L’hémorragie digestive :
Risque important au cours des différentes endoscopies digestives et en particulier
dans les endoscopies thérapeutiques en plein développement. Le risque étant faible
en cas d’endoscopie diagnostique.
Tout geste de section ou de destruction (laser, plasma argon) est suceptible de
saigner qu’il soit réalisé au cours d’une endoscopie haute ou basse.
L’hémorragie peut faire suite à une polypectomie se manifestant par des
hémathémèses, des rectorragies ou des mélénas.
L’âge intervient dans le risque d’hémorragie retardée en particulier après
polypectomie : 2 fois plus accru après 60 ans en raison de l’athérosclérose plus
marquée au niveau des vaisseaux de la paroi colique.
Concernant la FOGD :
Elle survient rarement après biospies même sous anti coagulants ou AAP, elle
représente plutôt un risque pour tous les gestes thérapeutiques de destruction par
plasma argon (angiodysplasies, ectasies vasculaires antrales) et de mucosectomie
(endo brachy œsophage, villeuse duodénale)
Concernant la sphinctérotomie :
Le risque est de 2%. L’hémorragie ne peut être controlée que grace à un
endoscope à vision latérale utilisé pour le cathétérisme des voies biliaires.
Concernant la coloscopie :
Le risque en cas de polypectomie est de 0,4 à 2%. Elle est liée à une coagulation
inadéquate des vaisseaux sanguins au niveau du pédicule. La plupart des
saignements cesse spontanément. En cas contraire, il est possible de faire
l’hémostase avec injection d’adrénaline ou mieux, la pose d’un clip.
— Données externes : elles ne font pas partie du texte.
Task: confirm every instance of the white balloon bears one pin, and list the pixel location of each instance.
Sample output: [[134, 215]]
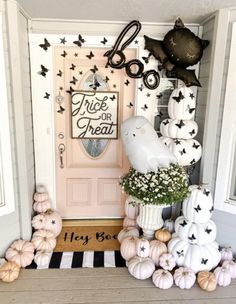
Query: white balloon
[[145, 150]]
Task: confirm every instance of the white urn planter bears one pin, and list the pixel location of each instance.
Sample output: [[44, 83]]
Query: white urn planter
[[150, 219]]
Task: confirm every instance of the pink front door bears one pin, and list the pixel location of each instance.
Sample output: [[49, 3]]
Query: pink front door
[[88, 169]]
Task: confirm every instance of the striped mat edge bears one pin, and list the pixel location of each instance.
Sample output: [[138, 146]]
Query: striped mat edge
[[82, 259]]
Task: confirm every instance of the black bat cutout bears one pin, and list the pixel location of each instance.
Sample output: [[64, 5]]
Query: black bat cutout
[[47, 95], [204, 261], [179, 98], [91, 55], [198, 208], [45, 45], [183, 224], [43, 71], [180, 124], [104, 41]]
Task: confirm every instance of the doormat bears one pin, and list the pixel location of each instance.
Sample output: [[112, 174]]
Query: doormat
[[88, 238], [83, 259]]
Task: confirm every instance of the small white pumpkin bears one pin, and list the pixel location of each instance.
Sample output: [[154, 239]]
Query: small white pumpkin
[[195, 233], [169, 224], [184, 277], [198, 206], [162, 279], [141, 268], [38, 221], [44, 240], [196, 257], [42, 258], [131, 208], [186, 151], [178, 128], [226, 254], [21, 252], [167, 261], [126, 232], [127, 222], [157, 248], [223, 276], [182, 104], [142, 248], [41, 206], [231, 265], [128, 247]]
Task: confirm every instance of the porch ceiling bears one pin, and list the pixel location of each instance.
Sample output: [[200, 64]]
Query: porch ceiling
[[125, 10]]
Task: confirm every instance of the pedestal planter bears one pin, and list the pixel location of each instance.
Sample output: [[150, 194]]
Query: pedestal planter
[[150, 219]]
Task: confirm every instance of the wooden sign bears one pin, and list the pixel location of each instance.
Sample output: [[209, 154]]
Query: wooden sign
[[94, 115], [83, 238]]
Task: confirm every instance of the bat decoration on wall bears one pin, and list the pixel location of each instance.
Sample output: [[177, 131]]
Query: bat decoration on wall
[[45, 45], [179, 49]]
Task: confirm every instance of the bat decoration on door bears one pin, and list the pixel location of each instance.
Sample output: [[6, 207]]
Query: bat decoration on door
[[179, 49], [45, 45]]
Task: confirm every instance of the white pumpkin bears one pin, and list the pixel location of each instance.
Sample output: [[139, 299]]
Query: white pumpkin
[[177, 128], [226, 254], [141, 268], [182, 104], [195, 233], [223, 276], [157, 248], [128, 247], [169, 224], [142, 248], [198, 258], [231, 265], [184, 277], [42, 258], [21, 252], [198, 206], [187, 151], [44, 240], [131, 208], [126, 232], [38, 221], [127, 222], [167, 261], [162, 279]]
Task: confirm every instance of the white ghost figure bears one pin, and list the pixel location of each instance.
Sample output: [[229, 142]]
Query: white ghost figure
[[145, 150]]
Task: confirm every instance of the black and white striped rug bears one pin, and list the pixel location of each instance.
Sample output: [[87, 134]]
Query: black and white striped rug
[[66, 260]]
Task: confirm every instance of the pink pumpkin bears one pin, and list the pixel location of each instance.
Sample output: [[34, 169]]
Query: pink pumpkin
[[21, 252]]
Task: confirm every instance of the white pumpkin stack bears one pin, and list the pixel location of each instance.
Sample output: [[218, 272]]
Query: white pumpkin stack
[[193, 245], [179, 130], [48, 225]]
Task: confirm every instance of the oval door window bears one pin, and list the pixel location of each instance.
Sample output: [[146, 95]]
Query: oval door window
[[95, 147]]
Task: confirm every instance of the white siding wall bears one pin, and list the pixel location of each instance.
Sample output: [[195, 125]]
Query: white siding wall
[[12, 226], [9, 224]]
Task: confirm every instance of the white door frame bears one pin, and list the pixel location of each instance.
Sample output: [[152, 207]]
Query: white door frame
[[43, 109]]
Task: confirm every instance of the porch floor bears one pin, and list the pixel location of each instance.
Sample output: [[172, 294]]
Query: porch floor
[[101, 285]]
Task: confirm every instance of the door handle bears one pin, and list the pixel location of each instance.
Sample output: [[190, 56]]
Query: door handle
[[61, 149]]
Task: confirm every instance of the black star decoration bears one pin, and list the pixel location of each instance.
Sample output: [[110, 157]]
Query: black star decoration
[[204, 261], [208, 230], [183, 224], [61, 110], [206, 192], [178, 98], [45, 45], [47, 95], [74, 80], [63, 40], [198, 208], [180, 124], [165, 122]]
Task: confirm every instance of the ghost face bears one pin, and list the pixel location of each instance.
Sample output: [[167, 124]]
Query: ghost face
[[133, 128]]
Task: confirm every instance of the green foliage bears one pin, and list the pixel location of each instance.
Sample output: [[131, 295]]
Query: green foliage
[[167, 186]]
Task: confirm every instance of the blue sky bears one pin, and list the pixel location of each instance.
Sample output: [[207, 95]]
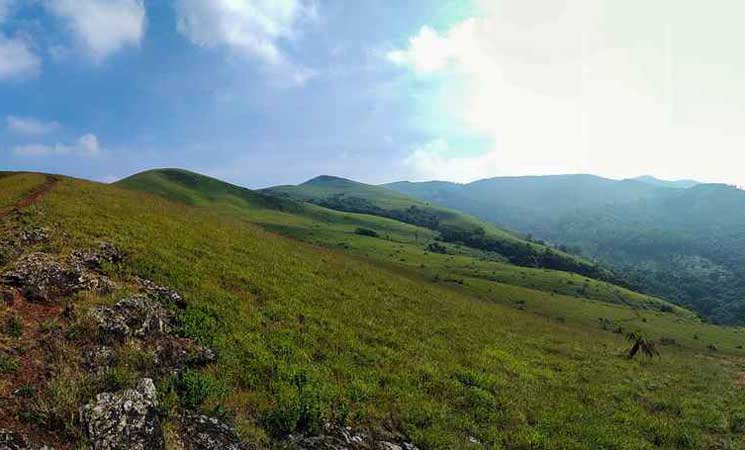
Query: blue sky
[[263, 92]]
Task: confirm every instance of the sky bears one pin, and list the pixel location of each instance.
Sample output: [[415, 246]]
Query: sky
[[266, 92]]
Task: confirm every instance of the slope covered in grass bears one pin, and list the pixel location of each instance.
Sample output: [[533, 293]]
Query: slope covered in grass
[[451, 225], [307, 335], [395, 243], [682, 241]]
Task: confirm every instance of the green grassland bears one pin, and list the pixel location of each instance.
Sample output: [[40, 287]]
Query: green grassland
[[356, 331], [15, 185]]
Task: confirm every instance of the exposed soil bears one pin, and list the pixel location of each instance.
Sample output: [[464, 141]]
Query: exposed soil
[[32, 197]]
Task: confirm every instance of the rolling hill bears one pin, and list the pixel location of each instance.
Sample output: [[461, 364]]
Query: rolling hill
[[451, 225], [314, 324], [684, 244]]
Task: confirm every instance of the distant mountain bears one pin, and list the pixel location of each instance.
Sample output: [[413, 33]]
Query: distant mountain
[[680, 184], [452, 226], [683, 243]]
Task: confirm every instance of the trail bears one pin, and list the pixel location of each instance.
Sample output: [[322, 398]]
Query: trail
[[33, 196]]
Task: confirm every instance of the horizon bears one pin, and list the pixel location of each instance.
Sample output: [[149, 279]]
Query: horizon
[[260, 187], [263, 93]]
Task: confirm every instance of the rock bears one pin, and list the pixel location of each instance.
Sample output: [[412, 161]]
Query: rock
[[345, 438], [40, 277], [173, 355], [198, 432], [161, 293], [16, 441], [98, 359], [135, 316], [34, 236], [125, 420], [94, 259]]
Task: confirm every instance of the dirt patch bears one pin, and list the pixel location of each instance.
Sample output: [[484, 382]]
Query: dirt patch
[[32, 197]]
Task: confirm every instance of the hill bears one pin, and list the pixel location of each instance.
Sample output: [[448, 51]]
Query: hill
[[684, 244], [305, 336], [451, 225]]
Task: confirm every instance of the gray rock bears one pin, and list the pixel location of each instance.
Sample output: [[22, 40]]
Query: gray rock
[[94, 259], [345, 438], [41, 277], [198, 432], [98, 359], [135, 316], [32, 236], [173, 354], [10, 440], [126, 420], [163, 294]]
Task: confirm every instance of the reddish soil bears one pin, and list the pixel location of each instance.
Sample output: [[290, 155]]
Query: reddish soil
[[33, 196]]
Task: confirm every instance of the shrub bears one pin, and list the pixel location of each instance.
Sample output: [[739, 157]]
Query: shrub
[[8, 364], [366, 232], [13, 327], [195, 387]]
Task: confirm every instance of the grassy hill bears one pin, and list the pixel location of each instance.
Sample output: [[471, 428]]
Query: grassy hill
[[681, 243], [307, 334], [451, 225]]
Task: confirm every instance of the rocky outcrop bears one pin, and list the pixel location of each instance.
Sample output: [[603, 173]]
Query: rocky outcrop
[[133, 317], [41, 277], [10, 440], [173, 354], [345, 438], [126, 420], [161, 293], [95, 259], [198, 432]]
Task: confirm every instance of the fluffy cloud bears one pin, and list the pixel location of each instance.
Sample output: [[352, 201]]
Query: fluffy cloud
[[250, 27], [572, 86], [86, 146], [102, 27], [30, 126], [17, 59]]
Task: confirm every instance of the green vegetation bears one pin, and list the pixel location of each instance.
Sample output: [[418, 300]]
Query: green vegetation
[[368, 331], [346, 195], [682, 241]]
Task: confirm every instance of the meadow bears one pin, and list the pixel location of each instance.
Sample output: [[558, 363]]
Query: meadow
[[454, 350]]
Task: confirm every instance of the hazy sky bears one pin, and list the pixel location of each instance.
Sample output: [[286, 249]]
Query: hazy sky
[[263, 92]]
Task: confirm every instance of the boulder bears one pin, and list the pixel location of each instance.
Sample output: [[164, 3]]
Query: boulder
[[41, 277], [94, 259], [135, 316], [10, 440], [344, 438], [125, 420], [98, 358], [173, 354], [163, 294], [198, 432]]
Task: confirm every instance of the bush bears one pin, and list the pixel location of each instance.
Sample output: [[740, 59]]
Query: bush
[[195, 387], [8, 364], [366, 232], [13, 327]]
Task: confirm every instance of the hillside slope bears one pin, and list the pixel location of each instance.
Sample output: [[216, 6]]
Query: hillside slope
[[306, 336], [684, 244], [451, 225]]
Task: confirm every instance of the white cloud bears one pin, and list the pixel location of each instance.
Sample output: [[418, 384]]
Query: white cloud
[[17, 60], [102, 27], [250, 27], [607, 87], [30, 126], [86, 146]]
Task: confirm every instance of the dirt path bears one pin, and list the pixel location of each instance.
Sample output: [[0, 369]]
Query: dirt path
[[32, 197]]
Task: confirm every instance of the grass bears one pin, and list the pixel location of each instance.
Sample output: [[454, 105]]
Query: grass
[[308, 333]]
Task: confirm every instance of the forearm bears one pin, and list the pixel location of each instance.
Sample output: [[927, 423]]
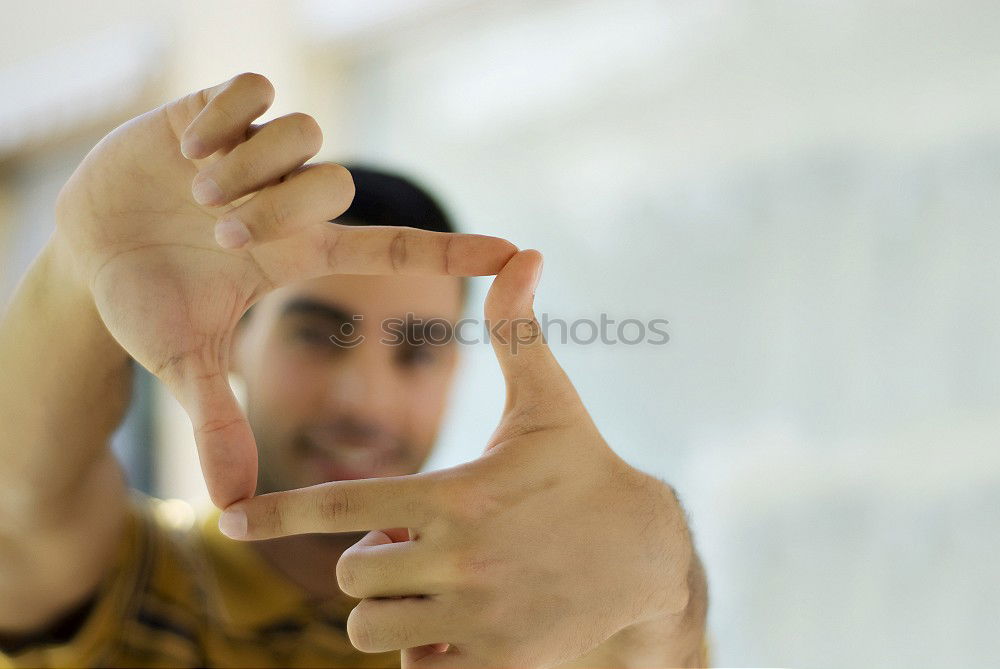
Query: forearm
[[66, 385], [676, 640]]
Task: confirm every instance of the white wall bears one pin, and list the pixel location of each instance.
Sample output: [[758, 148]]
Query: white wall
[[809, 193]]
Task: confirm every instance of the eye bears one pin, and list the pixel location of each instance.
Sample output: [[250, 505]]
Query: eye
[[312, 336], [417, 356]]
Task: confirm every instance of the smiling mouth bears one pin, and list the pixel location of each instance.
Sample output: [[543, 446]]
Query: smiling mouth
[[346, 459]]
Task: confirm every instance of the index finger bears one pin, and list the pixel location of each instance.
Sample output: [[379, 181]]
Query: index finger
[[226, 112], [330, 248], [340, 506]]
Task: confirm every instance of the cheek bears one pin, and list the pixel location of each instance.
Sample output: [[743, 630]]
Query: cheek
[[426, 402], [285, 387]]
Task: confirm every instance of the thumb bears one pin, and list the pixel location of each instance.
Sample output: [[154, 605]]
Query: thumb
[[534, 379], [226, 446]]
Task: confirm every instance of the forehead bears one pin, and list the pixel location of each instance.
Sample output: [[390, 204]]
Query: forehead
[[376, 297]]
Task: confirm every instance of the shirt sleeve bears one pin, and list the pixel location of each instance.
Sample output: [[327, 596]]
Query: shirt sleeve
[[87, 634]]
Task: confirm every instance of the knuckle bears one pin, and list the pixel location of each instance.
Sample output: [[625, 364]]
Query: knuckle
[[347, 575], [276, 215], [334, 503], [360, 628], [470, 505], [398, 250]]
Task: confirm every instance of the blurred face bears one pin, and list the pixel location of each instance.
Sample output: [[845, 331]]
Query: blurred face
[[324, 411]]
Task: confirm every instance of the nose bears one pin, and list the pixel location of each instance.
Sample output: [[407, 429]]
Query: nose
[[363, 383]]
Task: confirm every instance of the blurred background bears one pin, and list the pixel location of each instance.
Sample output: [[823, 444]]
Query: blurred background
[[808, 191]]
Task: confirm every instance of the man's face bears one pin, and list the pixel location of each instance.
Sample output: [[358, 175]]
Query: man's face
[[323, 411]]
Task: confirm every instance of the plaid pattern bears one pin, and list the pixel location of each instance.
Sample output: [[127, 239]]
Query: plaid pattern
[[183, 595]]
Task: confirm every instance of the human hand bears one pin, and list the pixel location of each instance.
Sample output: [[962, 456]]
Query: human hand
[[529, 556], [137, 220]]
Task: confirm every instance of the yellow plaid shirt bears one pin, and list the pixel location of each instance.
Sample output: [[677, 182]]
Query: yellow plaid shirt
[[181, 594]]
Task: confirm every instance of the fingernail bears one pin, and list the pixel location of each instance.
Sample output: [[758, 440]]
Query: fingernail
[[206, 191], [538, 273], [191, 148], [233, 524], [230, 233]]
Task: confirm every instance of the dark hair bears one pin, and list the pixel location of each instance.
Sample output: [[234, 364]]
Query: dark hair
[[382, 197]]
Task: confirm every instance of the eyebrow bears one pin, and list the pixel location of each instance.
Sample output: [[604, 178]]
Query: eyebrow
[[418, 332], [306, 306]]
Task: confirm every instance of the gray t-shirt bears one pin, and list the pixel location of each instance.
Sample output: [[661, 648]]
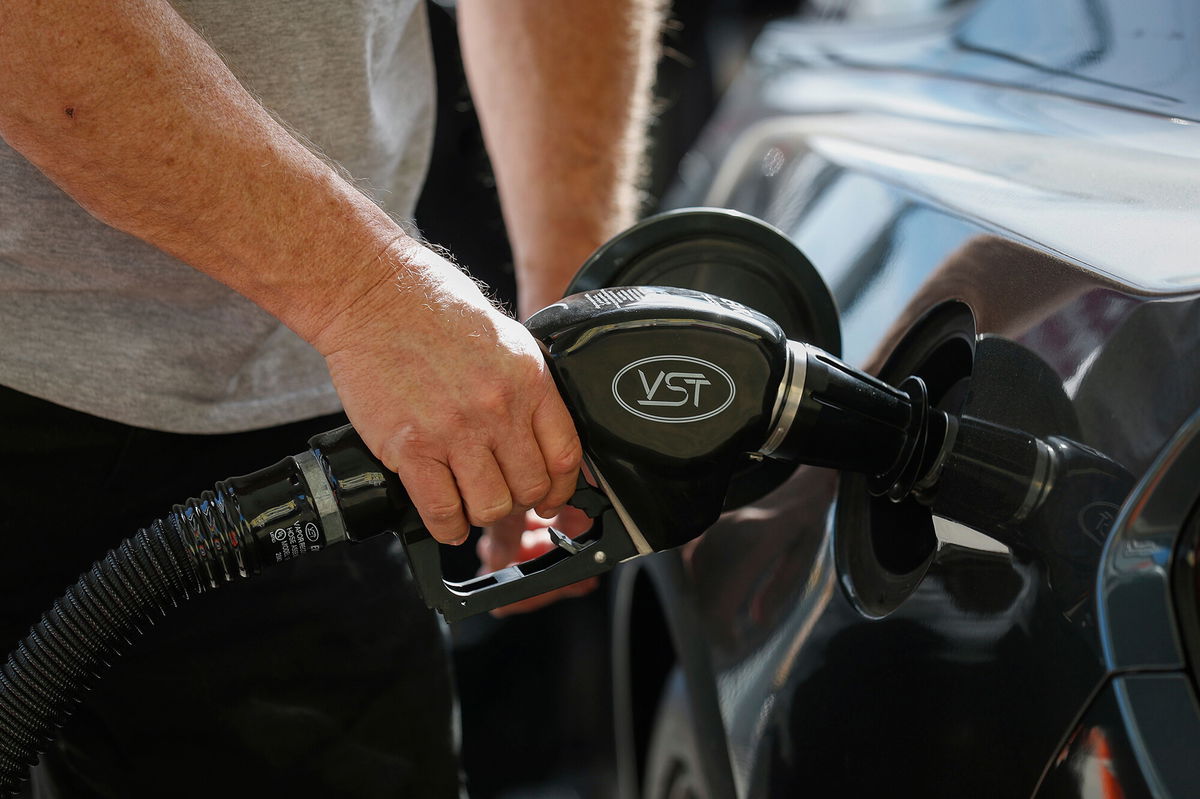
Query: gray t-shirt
[[101, 322]]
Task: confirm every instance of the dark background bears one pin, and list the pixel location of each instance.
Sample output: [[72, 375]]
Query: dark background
[[534, 689]]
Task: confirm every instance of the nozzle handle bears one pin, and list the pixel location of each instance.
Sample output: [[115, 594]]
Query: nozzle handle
[[594, 553]]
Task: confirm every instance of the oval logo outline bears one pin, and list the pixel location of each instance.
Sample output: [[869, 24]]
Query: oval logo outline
[[669, 420]]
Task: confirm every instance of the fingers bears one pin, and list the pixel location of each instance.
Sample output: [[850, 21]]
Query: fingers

Pour les gros
polypes, il est possible d’installer à leur pied, une anse largable qui réalisera un
garrot.
En l’absence d’hémostase efficace il faut penser à la chirurgie. Celle-ci sera mise
en œuvre si plus de 4 culots de GR sont utilisés.
En cas de saignement retardé, une nouvelle coloscopie est indispensable pour
affirmer l’origine du saignement et réaliser l’hémostase. En cas d’échec, le chirurgien
prendra le relais
Plus rares, elle peut faire suite à une hyper pression sur la paroi colique avec
lacérations pariétales.
Les complications infectieuses :
Elle concernent les infections transmises par l’endoscope lui-même et celles par
translocation bactérienne et d’autres mécanismes encore.
Pneumopathies d’inhalation
Bactériémie : de 0,5 à 24%, de courte durée et souvent asymptomatiques.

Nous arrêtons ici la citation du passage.